As the Deputy indicates, the figures from the Central Statistics Office collated from the results of the census suggest that the average age of the population is increasing. Projections based on the 1996 census indicate that in 1996, 402,000 or 11.5% of the Irish population were over 65. Forecasts suggest that by 2031 this figure will have more than doubled and that the percentage of the population aged over 65 will be between 18% and 21% at that stage. The Government is aware of this trend and addressed some of the issues arising from it in its health strategy publication, Quality and Fairness — A Health System for You, published in 2001.

In so far as the development of services to meet an increasing population of older people is concerned the health strategy outlined the need for certain developments. Regarding community services, the following was recommended: recruitment of a multidisciplinary range of staff to support the development of primary care services such as domicilliary care, and day and respite services; the provision of 7,000 day centre places. The following were recommended in respect of hospital services: 1,370 additional assessment and rehabilitation beds; associated development of acute geriatric medical services and appointment of additional geriatricians; and 600 additional day hospital beds with facilities encompassing specialist areas such as falls, osteoporosis treatment, fracture prevention, Parkinson's disease, stroke prevention, heart failure and continence promotion clinics. Residential care recommendations included: 5,600 additional extended care/community nursing unit places over a seven to ten year period, including provision for people with dementia; and improved staffing levels in extended care units. The provision of the above services is contingent on the necessary resources being made available. On performance, national standards for community and long-term residential care of older people will be prepared.

Since 1997 over €270 million in additional revenue funding has been provided for the development of services for older people. In addition, significant capital funding has been made available through the national development plan for the provision of additional extended care and associated facilities around the country.

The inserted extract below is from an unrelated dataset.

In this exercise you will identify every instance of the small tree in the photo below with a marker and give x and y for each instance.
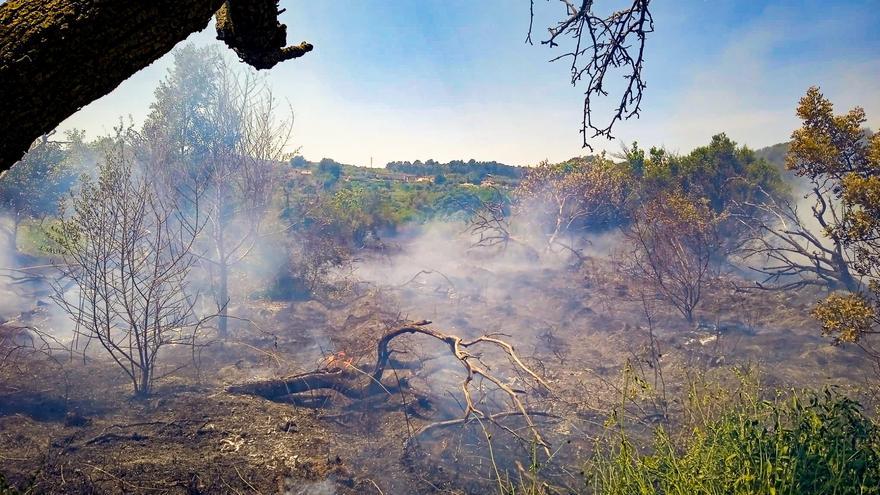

Proposals are also being developed for the provision of an extra 850 long-stay beds in the Eastern Regional Health Authority and Southern Health Board areas under a public private partnership pilot scheme and the preparation of business cases is well advanced.

The Deputy will also be aware that in June 2003 my colleague the Minister for Social and Family Affairs published the Study to Examine the Future Financing of Long-Term Care in Ireland, undertaken by Mercer Limited. This study considers possible financing options, including private sector or combined public private sector approaches, use of the PRSI system to finance-fund long-term care or alternatively, whether the current system of long-term care financing, through taxation, should remain thestatus quo. I understand that the Minister intends to undertake a wide process of consultation to initiate a public debate on the matter before a decision is made on the best way forward.